Le gouvernement américain ne transige pas avec les enjeux de sécurité nationale. Mise en oeuvre sous la présidence de Donald Trump, l'entity list (liste noire) recense les sociétés étrangères (russes, iraniennes, chinoises mais aussi canadiennes, allemandes...) avec lesquelles les entreprises américaines ou ayant une activité aux Etats-Unis ne doivent pas travailler. Des exceptions peuvent être faites sous couvert de l'obtention d'un droit de licence. L'entity list a été renforcée il y a quelques mois par un décret de Joe Biden qui a passé leur nombre de 48 à 59. En travaillant sans licence avec ces sociétés blacklistées, les fournisseurs américains et ceux ayant une activité aux Etats-Unis, risquent en particulier de lourdes sanctions financières.

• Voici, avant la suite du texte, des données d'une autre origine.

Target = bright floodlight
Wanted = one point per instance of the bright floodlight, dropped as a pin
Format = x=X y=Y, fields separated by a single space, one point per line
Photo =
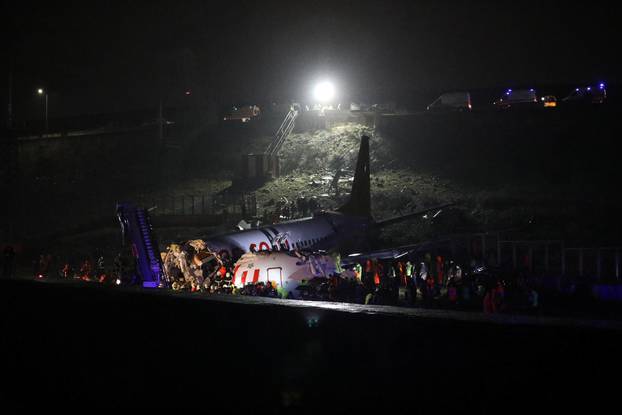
x=324 y=91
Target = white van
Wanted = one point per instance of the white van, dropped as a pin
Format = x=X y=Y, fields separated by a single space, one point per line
x=451 y=101
x=517 y=98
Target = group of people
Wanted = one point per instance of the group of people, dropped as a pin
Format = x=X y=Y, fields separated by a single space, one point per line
x=437 y=281
x=428 y=281
x=90 y=268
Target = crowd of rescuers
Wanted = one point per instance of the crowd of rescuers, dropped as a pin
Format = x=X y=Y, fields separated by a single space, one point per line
x=425 y=281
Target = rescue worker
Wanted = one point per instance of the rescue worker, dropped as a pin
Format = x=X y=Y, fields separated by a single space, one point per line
x=335 y=182
x=66 y=271
x=358 y=270
x=313 y=205
x=8 y=261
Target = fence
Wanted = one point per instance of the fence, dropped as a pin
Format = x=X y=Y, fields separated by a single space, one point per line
x=200 y=204
x=543 y=257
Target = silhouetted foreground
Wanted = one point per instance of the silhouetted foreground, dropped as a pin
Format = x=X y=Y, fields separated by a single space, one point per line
x=77 y=345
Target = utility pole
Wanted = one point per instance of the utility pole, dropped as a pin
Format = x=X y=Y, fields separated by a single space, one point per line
x=9 y=119
x=161 y=124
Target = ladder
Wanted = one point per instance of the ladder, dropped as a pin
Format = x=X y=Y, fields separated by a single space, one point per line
x=136 y=229
x=282 y=133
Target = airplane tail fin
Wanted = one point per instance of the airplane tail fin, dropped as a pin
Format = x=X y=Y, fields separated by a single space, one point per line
x=359 y=203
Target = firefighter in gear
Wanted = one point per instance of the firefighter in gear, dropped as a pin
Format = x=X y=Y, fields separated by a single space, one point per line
x=358 y=269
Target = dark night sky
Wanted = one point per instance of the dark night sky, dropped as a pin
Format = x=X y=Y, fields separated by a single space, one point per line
x=114 y=56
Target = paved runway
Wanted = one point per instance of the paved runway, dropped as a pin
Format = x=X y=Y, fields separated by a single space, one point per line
x=396 y=311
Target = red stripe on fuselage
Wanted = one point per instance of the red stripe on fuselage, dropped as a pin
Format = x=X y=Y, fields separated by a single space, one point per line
x=235 y=271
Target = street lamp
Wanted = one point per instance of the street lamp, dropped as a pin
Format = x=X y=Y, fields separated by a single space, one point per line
x=42 y=92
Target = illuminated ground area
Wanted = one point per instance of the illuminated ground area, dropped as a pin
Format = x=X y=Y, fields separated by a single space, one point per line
x=73 y=345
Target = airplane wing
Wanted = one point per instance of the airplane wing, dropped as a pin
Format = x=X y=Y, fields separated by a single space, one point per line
x=393 y=253
x=436 y=209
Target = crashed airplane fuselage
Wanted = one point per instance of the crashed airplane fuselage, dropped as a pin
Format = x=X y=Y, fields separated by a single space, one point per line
x=349 y=229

Nokia, qui adhère à l'O-RAN Alliance, une initiative qui définit et crée des spécifications d'interfaces ouvertes et des fonctions utilisées dans le cadre d'une architecture réseau d'accès radio ouvert (Open RAN) notamment pour la 5G, ne souhaite manifestement pas (plus?) prendre de risque. L'équipementier finlandais a ainsi décidé de stopper toute participation et travaux dans le cadre de cette alliance qui compte de nombreuses entreprises chinoises dont plusieurs présentes sur la fameuse liste noire US. « Nous n'avons pas d'autre choix que de suspendre toutes nos activités de travail technique dans le groupe en raison d'une question liée à la conformité... concernant les contributeurs O-RAN inclus dans l'entity list américaine », a expliqué Nokia dans un e-mail adressé à l'O-RAN Alliance auquel Politico a eu accès.
Près d'un quart d'entreprises chinoises dans l'O-RAN Alliance
Après Inspur en juin 2020, Phytium en avril 2021 une autre entreprise chinoise, Kindroid, a en effet été ajoutée en juillet 2021 sur cette entity list. Leur point commun ? Faire justement partie de l'O-RAN Alliance, fondée par AT&T, China Mobile, Deutsche Telekom, NTT DoCoMo et Orange, comptant aujourd'hui plus de 200 membres. Dont près d'un quart d'entreprises chinoises.
« Le but apparent d'Open RAN, du moins aux États-Unis, est de limiter la présence de technologies vulnérables du gouvernement chinois dans les réseaux. En fait, les membres de l'Alliance O-RAN échangent des spécifications sur le RAN ouvert tous les 6 mois ; cela signifie que les 44 sociétés membres chinoises, y compris celles figurant sur l'entity list américaine, reçoivent un nouveau code Open RAN au moins deux fois par an », a expliqué lundi le cabinet de conseil danois Strand Consulting. « Étant donné que les entreprises publiques chinoises représentent plus d'un cinquième des membres de l'Alliance O-RAN, il est quasiment impossible de limiter l'influence du gouvernement chinois dans l'organisation. En tant que telles, les entreprises non chinoises peuvent reconsidérer leur adhésion à l'Alliance O-RAN pour réduire les risques et améliorer la sécurité ». Reste maintenant à voir si la décision de Nokia restera un cas isolé parmi les membres (Broadcom, Ericsson, Google...) d'O-RAN Alliance. Le cas échéant, l'initiative pourrait bien avoir du plomb dans l'aile.